Lay it on the Line

Captain Judo has said that in the past there used to be a requirement to compete in order to advance in Judo. That actually makes sense to me, because there is a big difference between doing randori in class and testing your skills in competition. He also said that to make it to black belt, you had to win your matches. Now they have something called “service to Judo” in which a student who is unable to compete (or win) can still advance, based upon other things which they bring to the class.

IMHO I don’t think you truly practice an art if you never compete in it. I don’t think I would really understand my limitations if I didn’t test myself against people from outside of my school, people who are not my friends, people whose training is not identical to mine. After practicing with the same students over a period of time, you learn their tendencies, and it can cause your training to fall into a rut. It can also give you a false sense of security.
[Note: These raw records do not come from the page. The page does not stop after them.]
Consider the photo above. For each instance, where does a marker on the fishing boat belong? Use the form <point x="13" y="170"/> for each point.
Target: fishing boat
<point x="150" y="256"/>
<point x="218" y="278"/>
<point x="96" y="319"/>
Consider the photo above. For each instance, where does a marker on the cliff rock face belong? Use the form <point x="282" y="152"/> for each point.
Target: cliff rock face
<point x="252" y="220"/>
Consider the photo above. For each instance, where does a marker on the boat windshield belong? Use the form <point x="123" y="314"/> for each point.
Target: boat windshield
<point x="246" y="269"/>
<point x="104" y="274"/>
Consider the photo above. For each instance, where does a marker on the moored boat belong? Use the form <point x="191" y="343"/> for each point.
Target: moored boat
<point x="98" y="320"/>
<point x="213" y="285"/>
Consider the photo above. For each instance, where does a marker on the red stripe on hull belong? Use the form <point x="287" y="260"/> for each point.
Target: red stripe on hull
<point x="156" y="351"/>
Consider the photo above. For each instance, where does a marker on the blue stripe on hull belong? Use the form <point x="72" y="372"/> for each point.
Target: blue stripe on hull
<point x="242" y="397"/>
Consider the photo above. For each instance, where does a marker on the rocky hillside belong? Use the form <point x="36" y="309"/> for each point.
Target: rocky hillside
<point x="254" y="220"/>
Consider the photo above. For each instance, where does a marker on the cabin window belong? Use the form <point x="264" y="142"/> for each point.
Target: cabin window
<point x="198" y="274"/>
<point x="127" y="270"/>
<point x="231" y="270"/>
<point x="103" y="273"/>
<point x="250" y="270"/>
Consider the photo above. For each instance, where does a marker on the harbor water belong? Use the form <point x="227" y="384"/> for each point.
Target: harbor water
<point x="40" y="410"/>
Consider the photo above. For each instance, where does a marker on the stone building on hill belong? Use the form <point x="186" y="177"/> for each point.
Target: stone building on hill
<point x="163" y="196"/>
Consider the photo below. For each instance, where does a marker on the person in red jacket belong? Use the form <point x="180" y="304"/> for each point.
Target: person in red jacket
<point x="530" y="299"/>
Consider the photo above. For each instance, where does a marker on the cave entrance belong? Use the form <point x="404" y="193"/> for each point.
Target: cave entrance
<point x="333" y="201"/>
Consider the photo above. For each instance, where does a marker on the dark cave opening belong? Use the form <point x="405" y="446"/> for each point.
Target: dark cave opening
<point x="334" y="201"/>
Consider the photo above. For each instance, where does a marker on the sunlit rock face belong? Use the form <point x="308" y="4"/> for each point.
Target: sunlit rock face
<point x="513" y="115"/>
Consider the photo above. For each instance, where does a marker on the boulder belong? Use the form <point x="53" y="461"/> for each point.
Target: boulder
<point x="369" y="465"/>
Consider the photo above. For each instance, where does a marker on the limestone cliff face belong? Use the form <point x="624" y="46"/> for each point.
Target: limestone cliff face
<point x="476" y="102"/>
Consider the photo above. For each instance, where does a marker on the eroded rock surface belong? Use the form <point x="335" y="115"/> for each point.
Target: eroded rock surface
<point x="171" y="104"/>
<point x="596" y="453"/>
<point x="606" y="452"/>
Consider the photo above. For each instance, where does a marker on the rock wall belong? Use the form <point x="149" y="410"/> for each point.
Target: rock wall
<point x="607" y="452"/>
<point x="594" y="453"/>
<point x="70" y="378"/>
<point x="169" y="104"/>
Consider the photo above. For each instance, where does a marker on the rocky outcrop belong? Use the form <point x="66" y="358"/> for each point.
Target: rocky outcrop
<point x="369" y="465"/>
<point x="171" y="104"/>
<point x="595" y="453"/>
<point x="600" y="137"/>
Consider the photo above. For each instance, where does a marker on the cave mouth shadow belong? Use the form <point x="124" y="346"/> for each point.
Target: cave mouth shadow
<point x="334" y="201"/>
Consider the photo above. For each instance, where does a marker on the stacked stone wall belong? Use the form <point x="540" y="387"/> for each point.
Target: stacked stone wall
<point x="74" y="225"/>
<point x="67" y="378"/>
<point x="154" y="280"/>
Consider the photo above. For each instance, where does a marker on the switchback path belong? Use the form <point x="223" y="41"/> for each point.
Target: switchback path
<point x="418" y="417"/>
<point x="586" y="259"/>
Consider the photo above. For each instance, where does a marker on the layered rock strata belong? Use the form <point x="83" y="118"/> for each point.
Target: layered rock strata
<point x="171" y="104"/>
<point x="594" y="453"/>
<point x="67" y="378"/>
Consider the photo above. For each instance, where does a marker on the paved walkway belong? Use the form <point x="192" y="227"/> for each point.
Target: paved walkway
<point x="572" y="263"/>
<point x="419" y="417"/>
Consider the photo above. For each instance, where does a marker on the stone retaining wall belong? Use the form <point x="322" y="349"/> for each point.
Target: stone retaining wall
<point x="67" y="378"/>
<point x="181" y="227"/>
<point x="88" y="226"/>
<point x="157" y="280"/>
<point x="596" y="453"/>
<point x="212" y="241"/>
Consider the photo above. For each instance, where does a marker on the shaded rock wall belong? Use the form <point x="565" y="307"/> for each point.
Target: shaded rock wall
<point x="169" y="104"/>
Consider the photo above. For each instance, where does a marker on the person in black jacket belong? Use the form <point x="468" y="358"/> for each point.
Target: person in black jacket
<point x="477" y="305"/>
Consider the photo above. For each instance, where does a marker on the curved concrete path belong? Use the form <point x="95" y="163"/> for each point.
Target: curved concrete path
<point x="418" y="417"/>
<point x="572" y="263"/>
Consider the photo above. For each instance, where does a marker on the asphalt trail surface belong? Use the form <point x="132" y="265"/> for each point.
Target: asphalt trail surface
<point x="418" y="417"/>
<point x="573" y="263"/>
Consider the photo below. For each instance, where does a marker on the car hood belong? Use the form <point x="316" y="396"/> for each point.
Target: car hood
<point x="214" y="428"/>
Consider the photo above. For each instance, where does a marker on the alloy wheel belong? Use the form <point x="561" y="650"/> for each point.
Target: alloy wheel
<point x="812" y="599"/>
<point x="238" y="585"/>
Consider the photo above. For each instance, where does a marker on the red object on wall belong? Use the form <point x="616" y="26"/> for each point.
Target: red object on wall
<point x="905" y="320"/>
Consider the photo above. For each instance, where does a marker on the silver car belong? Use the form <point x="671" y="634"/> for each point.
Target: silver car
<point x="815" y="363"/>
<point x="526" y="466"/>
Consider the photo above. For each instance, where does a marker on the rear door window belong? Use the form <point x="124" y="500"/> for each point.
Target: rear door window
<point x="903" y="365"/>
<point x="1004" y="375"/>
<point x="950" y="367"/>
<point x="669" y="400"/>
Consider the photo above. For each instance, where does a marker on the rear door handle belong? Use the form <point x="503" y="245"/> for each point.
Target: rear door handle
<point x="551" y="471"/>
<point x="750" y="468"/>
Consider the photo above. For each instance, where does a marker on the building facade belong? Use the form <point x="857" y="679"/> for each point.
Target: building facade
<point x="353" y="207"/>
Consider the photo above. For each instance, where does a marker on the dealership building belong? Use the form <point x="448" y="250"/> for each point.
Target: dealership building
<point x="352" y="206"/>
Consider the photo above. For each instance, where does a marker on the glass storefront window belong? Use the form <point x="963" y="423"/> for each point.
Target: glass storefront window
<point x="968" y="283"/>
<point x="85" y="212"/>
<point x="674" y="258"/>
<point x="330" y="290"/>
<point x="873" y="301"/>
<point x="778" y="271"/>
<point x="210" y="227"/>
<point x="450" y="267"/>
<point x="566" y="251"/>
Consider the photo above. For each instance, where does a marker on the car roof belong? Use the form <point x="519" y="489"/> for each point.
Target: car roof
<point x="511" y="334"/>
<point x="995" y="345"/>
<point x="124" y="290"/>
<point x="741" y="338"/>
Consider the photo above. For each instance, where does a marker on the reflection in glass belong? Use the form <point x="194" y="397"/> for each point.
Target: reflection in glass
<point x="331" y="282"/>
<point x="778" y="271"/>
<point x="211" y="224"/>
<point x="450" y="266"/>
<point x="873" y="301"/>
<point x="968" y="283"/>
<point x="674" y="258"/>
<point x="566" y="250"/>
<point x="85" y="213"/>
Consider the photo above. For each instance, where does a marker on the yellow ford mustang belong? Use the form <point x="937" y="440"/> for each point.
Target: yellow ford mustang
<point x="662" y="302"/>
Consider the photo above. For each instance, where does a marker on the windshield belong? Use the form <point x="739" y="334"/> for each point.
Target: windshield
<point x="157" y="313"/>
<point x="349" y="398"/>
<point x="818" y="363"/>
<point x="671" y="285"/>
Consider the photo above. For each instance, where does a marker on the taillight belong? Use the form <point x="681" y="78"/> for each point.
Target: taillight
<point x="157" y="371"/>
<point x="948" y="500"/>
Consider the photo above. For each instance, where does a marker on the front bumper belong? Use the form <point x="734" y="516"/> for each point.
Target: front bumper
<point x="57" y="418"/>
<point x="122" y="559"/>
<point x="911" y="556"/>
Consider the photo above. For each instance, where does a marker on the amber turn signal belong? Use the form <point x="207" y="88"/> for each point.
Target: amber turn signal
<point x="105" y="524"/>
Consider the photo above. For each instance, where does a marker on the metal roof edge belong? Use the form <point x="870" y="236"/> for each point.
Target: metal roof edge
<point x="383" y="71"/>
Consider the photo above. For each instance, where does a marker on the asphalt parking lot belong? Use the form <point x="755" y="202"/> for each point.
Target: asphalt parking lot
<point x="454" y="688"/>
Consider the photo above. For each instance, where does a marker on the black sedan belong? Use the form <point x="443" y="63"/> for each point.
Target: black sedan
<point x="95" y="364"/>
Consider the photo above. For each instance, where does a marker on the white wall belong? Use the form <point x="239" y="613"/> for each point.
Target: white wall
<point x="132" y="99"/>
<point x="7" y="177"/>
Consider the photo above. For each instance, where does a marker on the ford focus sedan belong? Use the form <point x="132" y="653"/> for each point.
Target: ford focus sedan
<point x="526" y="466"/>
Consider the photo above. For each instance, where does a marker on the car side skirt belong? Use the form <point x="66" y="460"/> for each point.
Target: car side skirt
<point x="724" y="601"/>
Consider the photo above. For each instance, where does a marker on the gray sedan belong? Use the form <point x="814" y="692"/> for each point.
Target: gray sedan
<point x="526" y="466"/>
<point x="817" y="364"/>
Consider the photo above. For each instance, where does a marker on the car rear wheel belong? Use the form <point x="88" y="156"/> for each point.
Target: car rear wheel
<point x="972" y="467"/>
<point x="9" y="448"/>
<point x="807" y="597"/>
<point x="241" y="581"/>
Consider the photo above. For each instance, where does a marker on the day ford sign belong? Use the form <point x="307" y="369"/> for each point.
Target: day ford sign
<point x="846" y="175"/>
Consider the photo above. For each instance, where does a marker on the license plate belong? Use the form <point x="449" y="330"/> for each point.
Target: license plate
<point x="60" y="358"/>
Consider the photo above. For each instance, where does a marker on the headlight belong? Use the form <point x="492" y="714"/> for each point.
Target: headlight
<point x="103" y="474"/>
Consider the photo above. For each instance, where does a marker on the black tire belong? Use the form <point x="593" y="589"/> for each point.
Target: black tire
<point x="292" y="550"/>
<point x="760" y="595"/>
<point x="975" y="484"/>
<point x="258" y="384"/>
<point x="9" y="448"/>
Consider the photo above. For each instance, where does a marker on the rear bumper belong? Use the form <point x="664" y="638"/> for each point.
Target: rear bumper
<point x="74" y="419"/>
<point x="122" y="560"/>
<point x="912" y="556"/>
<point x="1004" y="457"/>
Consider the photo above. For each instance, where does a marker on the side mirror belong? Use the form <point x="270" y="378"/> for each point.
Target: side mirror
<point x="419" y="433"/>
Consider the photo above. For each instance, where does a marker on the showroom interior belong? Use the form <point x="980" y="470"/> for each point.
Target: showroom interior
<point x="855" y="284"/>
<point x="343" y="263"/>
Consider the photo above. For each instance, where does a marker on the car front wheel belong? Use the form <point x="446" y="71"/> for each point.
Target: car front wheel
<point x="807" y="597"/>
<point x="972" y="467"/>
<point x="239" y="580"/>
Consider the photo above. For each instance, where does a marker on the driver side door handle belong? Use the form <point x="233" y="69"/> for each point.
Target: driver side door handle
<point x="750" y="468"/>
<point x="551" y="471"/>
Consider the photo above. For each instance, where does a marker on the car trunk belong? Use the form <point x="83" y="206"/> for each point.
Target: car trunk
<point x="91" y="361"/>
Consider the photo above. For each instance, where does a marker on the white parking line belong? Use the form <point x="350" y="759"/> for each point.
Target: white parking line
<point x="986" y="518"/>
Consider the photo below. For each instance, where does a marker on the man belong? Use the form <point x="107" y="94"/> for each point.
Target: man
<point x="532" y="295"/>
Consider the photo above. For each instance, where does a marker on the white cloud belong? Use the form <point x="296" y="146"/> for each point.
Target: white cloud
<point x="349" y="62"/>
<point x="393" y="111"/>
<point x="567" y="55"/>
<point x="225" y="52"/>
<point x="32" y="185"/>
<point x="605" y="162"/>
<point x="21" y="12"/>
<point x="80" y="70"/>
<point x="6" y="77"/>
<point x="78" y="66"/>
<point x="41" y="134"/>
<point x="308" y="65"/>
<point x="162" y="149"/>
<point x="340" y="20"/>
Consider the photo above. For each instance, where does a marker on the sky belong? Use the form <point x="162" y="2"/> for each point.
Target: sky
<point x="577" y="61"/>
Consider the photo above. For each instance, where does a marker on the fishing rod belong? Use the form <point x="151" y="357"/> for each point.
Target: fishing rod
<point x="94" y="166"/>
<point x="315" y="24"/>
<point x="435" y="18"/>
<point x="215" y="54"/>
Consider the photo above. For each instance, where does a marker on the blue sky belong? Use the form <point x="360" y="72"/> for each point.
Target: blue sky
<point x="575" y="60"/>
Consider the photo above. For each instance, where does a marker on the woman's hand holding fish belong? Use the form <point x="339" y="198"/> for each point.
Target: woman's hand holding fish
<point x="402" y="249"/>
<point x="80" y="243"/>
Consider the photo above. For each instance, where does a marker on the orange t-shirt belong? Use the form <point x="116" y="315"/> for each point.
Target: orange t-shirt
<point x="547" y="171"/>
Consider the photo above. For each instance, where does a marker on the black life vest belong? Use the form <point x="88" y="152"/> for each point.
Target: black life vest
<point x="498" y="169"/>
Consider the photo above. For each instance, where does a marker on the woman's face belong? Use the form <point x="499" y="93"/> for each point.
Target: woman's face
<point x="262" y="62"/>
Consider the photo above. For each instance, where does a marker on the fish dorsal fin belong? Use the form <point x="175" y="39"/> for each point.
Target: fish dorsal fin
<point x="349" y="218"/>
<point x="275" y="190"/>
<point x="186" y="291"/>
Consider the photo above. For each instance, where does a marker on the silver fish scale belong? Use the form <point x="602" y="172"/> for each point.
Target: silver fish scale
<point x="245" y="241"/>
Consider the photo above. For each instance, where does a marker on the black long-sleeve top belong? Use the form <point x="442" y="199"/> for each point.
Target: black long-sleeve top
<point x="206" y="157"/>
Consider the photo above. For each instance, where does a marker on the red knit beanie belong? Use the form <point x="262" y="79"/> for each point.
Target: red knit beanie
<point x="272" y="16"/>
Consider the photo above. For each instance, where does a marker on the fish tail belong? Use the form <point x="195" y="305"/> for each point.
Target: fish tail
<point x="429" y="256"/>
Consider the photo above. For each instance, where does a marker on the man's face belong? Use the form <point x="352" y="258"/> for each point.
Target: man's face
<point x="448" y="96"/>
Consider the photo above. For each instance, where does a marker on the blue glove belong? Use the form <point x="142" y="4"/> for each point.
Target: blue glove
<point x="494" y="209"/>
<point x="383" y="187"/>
I don’t want to be given belts for “service” to my art, I want to earn them the old-fashioned way. I want to know that the skills I am learning are useful against people who train elsewhere. The first time I competed against an outside student in Jiu-Jitsu, it was truly shocking. Nowhere in my training had I experienced anything like it, and it really opened my mind. There is no question that I have learned much more because of competition.

Of course, the true test would be if I ever have to use my knowledge in a real self-defense situation, but that is something I hope will never happen. Competition may not be the same as a street fight, but it’s the closest I am able to come.  Learning to remain calm under stress is one of my biggest goals, and that certainly makes competing more beneficial to me than not competing.